The premiere season of Esquire Network’s youth football-focused “Friday Night Tykes” was no doubt an eye-opener for many viewers. But, the controversial reality show appears to have opened a few eyes in the TYFA football hierarchy, including those of one foul-mouthed coach, Marecus Goodloe.
When it began, “Friday Night Tykes” promised to be an exciting, fun look at youth football. However, it did not take more than one viewing for critics to begin calling for the show’s cancellation. Both the coaches and the parents of these Texas Youth Football Association (TYFA) football teams were shown to be over-the-top fanatics about the “careers” of these 8- and 9-year-olds. Parents were shown screaming tacky rants at opposing teams and allowing their children to be pushed to the point of vomiting, running lap after lap in 100+ degree Texas heat. Coaches shouted at players as if they were adults, using profanity and demanding allegiance to football above all else. And, scarily, one coach in particular was shown encouraging his players to hit helmet-to-helmet and play dirty football in order to win.

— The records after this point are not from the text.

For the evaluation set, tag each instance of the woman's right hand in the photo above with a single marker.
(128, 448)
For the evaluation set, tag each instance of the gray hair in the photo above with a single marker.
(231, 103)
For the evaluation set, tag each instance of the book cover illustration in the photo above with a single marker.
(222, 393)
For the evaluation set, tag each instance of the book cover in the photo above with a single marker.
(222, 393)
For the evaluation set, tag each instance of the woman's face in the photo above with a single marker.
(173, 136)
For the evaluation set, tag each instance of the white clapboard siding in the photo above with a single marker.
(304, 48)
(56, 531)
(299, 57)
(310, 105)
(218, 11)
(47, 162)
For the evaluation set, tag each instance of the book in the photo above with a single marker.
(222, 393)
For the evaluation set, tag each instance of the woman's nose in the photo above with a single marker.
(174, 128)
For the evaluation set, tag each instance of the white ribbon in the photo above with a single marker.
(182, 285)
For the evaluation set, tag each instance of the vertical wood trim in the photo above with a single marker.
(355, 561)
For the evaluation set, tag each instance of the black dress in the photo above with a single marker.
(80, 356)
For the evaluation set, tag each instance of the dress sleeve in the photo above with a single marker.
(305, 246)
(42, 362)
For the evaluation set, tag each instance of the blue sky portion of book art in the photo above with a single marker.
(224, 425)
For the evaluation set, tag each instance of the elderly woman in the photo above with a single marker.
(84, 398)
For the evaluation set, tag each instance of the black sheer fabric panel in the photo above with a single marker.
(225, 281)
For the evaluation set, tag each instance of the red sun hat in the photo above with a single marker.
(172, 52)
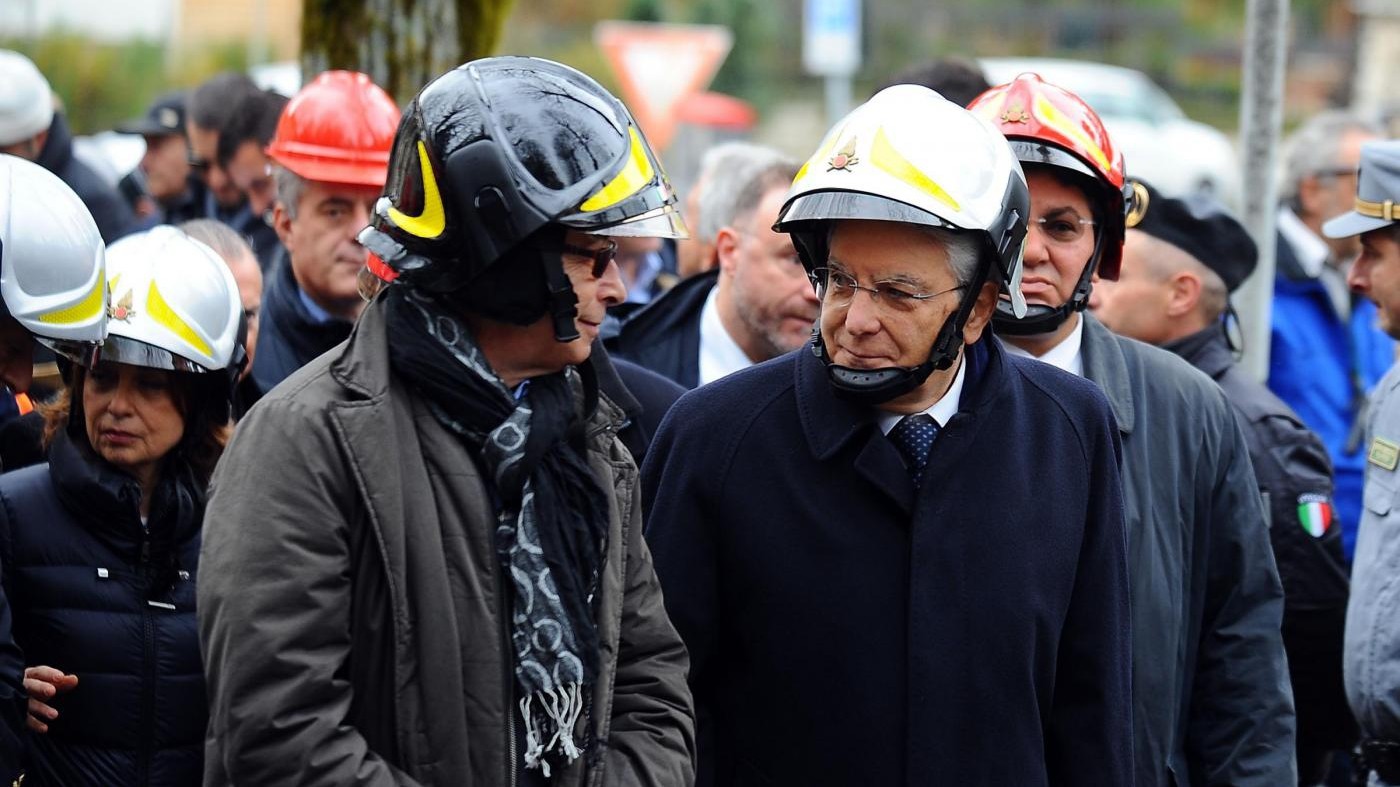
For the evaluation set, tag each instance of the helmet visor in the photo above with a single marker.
(122, 350)
(661, 223)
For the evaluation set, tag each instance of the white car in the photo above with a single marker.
(1159, 143)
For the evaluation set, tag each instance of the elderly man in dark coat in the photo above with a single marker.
(1210, 681)
(1180, 262)
(898, 560)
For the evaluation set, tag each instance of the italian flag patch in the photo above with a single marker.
(1315, 514)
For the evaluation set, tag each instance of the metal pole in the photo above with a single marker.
(837, 98)
(1260, 125)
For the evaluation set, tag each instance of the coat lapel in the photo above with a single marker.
(1103, 364)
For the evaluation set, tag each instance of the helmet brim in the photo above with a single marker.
(122, 350)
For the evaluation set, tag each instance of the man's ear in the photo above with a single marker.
(282, 221)
(727, 249)
(1185, 293)
(980, 312)
(1309, 195)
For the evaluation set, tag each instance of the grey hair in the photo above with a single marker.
(963, 249)
(219, 237)
(773, 175)
(289, 189)
(1316, 147)
(724, 171)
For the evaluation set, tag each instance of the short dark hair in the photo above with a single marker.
(255, 119)
(956, 79)
(214, 104)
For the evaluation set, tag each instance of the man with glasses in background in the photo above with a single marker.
(870, 590)
(213, 109)
(1326, 350)
(756, 305)
(1211, 700)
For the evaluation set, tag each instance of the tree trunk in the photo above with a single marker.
(401, 44)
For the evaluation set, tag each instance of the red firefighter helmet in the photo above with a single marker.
(1049, 125)
(338, 129)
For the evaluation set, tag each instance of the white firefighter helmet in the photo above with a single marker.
(910, 156)
(51, 259)
(174, 304)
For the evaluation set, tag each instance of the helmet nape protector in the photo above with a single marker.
(882, 164)
(486, 158)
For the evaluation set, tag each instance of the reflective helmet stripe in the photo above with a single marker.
(1050, 115)
(885, 157)
(163, 314)
(81, 311)
(431, 220)
(634, 175)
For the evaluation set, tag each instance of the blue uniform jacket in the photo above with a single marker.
(1323, 368)
(849, 629)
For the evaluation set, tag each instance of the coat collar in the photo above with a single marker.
(1103, 364)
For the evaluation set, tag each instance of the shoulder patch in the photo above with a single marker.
(1315, 514)
(1383, 454)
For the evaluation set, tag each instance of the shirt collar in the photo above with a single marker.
(720, 354)
(1312, 251)
(942, 411)
(314, 310)
(1067, 354)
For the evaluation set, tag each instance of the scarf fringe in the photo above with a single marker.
(560, 707)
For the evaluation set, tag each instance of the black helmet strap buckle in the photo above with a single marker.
(1043, 319)
(879, 385)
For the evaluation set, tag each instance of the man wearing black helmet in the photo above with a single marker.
(451, 583)
(870, 590)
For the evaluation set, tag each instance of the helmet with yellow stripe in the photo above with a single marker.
(909, 156)
(51, 261)
(174, 305)
(492, 164)
(1050, 126)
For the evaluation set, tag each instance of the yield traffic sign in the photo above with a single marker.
(660, 65)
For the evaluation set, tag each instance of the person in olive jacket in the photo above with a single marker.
(423, 560)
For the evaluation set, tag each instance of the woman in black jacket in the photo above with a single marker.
(100, 546)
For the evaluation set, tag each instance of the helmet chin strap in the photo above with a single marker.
(1046, 319)
(879, 385)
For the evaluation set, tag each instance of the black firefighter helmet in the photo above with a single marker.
(492, 164)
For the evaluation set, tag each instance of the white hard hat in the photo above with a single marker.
(174, 304)
(51, 259)
(25, 101)
(910, 156)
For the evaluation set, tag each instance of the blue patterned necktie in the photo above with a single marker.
(914, 437)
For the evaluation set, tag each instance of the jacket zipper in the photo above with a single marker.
(508, 679)
(149, 667)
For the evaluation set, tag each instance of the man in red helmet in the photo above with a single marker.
(1210, 681)
(331, 157)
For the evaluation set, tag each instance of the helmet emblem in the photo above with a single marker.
(1017, 114)
(843, 158)
(122, 310)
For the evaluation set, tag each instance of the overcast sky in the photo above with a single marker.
(101, 18)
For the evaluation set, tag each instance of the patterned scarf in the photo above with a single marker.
(552, 514)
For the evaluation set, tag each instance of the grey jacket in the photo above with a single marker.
(1210, 682)
(352, 611)
(1372, 643)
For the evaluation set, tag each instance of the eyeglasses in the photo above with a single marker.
(839, 289)
(602, 256)
(1063, 227)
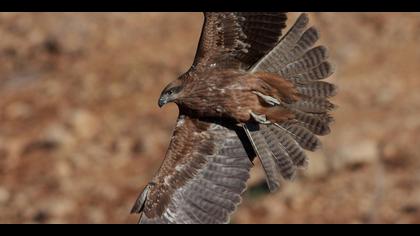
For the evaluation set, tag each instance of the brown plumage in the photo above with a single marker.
(250, 92)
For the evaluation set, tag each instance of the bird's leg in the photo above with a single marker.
(268, 99)
(262, 119)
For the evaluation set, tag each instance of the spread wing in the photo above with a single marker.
(201, 179)
(237, 39)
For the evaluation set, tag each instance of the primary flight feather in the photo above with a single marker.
(250, 92)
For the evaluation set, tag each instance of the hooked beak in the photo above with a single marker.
(162, 101)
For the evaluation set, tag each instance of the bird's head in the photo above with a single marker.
(171, 93)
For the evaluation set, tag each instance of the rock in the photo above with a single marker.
(4, 195)
(363, 151)
(84, 123)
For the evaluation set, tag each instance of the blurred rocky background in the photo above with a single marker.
(81, 132)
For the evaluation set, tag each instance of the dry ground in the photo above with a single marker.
(81, 132)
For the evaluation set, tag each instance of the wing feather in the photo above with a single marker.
(237, 39)
(202, 177)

It was extremely disappointing, to see the inner-workings of TYFA, and to know that more likely than not, this type of coaching and parent participation was going on all over the nation in all of youth sports. But, if there was one bright spot in the “Friday Night Tykes” season, it was that some eyes were opened beyond just those of horrified viewers. One person who truly seemed to have recognized a need for change was Marecus Goodloe, coach of the NE Colts.
Two coaches from the show were suspended after film from the show was reviewed by TYFA: Goodloe and Charles Chavarria, coach of the Junior Broncos. In the recent follow-up episode, Chavarria seemed unapologetic and not comprehending the magnitude of his offenses, which included encouraging his team to hit helmet-to-helmet and to intimidate the other team by intentionally going off-sides to hit players while they were unprepared. Although he did apologize in a written letter as part of his punishment, Chavarria was quick to lay blame on TYFA for not giving coaches a specific set of what they could and could not teach, refusing to accept responsibility for his obvious poor choices and unsportsmanlike conduct. Chavarria has been suspended for the entire 2014 season, spring and fall.

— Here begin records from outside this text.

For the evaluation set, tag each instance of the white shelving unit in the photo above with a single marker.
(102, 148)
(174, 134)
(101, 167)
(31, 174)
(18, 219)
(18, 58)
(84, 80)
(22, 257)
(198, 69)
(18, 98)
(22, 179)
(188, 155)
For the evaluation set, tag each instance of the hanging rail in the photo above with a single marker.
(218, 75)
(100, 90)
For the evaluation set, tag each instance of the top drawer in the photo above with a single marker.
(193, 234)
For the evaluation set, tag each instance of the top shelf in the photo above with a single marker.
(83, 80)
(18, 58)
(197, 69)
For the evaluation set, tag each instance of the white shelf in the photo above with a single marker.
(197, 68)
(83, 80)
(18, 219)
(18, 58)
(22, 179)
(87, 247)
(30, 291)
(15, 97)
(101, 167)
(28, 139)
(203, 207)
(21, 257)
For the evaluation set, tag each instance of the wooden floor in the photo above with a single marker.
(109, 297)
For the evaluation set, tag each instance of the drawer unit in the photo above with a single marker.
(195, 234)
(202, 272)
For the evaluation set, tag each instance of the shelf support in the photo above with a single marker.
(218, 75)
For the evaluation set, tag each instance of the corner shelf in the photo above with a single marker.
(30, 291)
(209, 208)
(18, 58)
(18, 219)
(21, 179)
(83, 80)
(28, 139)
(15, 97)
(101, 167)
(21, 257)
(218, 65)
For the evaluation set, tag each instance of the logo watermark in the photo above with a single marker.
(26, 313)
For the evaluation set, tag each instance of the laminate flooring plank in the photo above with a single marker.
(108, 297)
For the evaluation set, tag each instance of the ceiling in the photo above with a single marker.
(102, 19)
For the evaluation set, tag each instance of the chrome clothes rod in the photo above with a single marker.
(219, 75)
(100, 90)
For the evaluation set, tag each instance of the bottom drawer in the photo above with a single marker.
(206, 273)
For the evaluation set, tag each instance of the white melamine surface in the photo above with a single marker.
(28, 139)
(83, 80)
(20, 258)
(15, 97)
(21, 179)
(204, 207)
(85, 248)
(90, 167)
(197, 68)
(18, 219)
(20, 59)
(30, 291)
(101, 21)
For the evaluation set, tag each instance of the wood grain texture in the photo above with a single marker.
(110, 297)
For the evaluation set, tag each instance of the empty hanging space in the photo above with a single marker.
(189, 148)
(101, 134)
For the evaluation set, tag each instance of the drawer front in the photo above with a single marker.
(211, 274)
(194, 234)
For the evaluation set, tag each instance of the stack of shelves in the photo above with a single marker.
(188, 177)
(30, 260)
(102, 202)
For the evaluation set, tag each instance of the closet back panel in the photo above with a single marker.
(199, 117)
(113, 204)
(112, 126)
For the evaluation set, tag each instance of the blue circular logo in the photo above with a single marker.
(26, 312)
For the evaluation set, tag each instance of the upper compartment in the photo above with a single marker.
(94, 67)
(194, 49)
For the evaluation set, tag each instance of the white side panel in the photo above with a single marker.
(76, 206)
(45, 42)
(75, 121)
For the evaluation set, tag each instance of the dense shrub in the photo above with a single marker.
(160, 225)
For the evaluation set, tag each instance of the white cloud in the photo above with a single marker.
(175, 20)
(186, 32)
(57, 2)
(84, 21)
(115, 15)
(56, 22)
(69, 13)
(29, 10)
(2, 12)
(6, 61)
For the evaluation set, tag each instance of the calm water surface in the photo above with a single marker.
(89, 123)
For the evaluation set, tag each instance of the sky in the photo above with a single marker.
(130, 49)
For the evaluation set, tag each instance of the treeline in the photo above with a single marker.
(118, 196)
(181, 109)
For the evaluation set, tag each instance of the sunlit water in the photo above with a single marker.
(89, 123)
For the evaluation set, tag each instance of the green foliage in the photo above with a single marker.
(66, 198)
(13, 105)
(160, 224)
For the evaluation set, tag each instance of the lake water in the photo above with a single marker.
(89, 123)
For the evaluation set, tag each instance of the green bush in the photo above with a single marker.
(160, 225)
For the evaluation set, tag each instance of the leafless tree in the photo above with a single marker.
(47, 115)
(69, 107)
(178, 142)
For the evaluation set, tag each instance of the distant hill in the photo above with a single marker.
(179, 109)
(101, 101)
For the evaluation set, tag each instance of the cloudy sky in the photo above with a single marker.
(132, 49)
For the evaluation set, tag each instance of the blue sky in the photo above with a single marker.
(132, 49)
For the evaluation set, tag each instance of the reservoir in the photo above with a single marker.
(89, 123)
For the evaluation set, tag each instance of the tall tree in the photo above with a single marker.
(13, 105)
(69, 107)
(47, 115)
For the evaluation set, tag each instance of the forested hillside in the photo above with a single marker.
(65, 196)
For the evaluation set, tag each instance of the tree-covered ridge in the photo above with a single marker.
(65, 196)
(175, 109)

Goodloe, however, not only took full responsibility for his actions, he admitted that he did not like what he saw himself doing when he saw it on the show. The specific scene of the show that got Goodloe suspended for 2014 spring football involved a team chant with f-bombs—shocking when you watch it, and Goodloe appeared genuinely disappointed in himself that it had taken a reality show to bring the full weight of his choices to his attention. Hopefully, when Goodloe returns to coaching, he will be the coach who helped an autistic child make his first touchdown this season, not the f-bomb-dropping fanatic who made such a poor role model for his team.

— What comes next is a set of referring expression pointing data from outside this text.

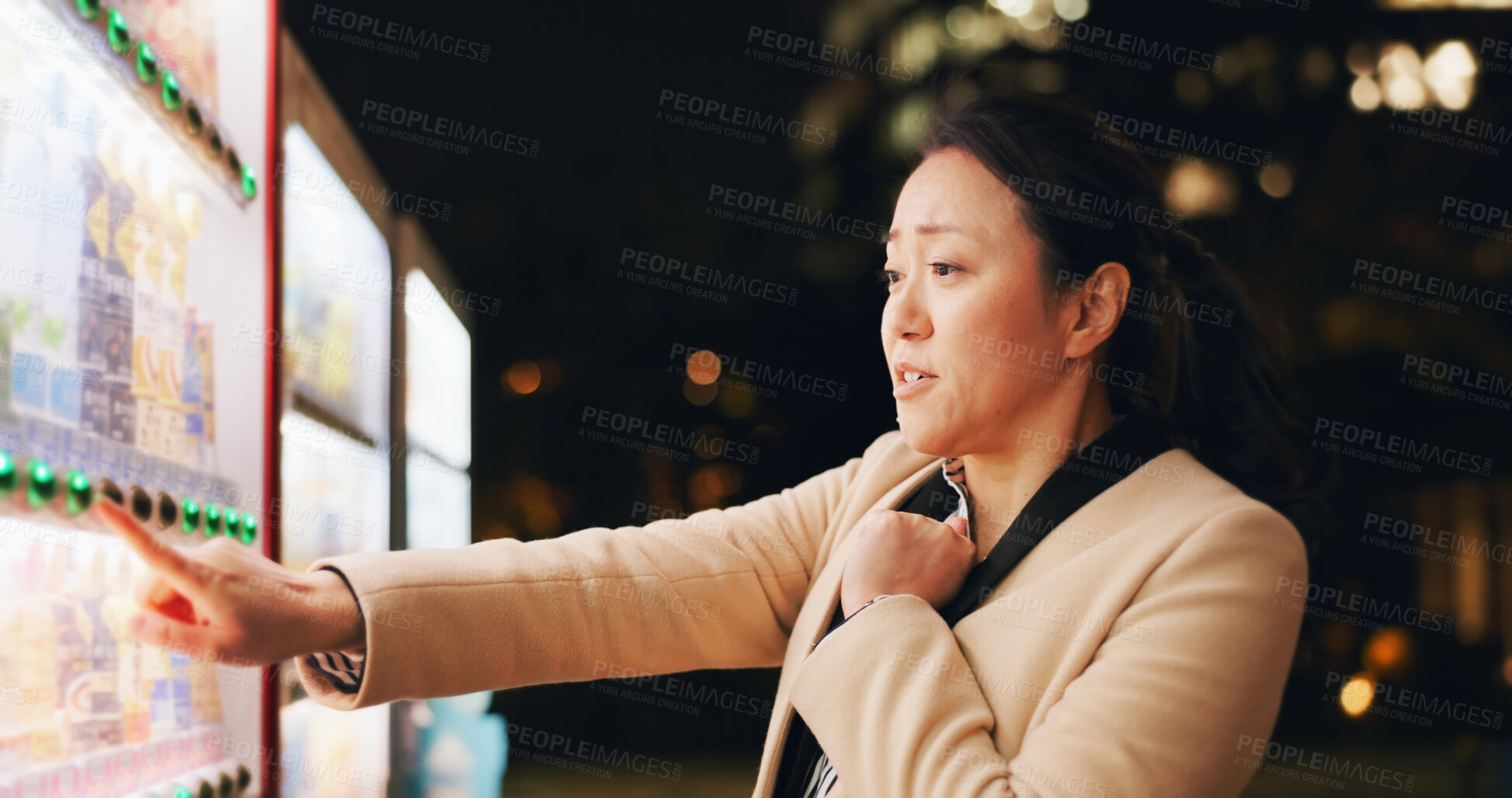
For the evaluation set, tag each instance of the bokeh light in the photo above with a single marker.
(522, 378)
(1357, 694)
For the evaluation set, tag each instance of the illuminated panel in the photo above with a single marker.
(132, 303)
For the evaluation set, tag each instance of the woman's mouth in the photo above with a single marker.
(912, 384)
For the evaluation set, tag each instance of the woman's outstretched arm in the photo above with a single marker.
(717, 590)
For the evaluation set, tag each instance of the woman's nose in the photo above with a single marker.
(905, 315)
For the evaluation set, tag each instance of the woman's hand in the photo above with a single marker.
(224, 597)
(906, 553)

Ultimately, the most disappointing part of “Friday Night Tykes” was the parents of the players. While no doubt there are positive examples out there, the parents featured on the show were almost caricatures of what a bad youth sports parent should strive to be. So many were obviously trying to live their own failed dreams through their children, and it was truly depressing to watch.
What should be done? Many voices are calling for the cancellation of the show. Well, cancelling the show will not help; it will only put the problems of youth sports back into the darkness. Hopefully, the first season of “Friday Night Tykes” exposure will help TYFA make some real changes in its program, such as greater oversight, better training for coaches, and perhaps even some guidance regarding acceptable behavior of parents and other fans in the stands.
Perhaps a better idea would be for Esquire to continue the show (and it has been renewed for a second season), but move it to a different youth football program in another area of the country. Maybe over the course of several seasons, the show could actually bring a spotlight to the problems no doubt found in various programs throughout the United States. They could eventually circle back to programs previously spotlighted, like TYFA, and see if there has been improvement. But, simply cancelling the show and pretending that nothing happened is not an answer—and it should not be an option.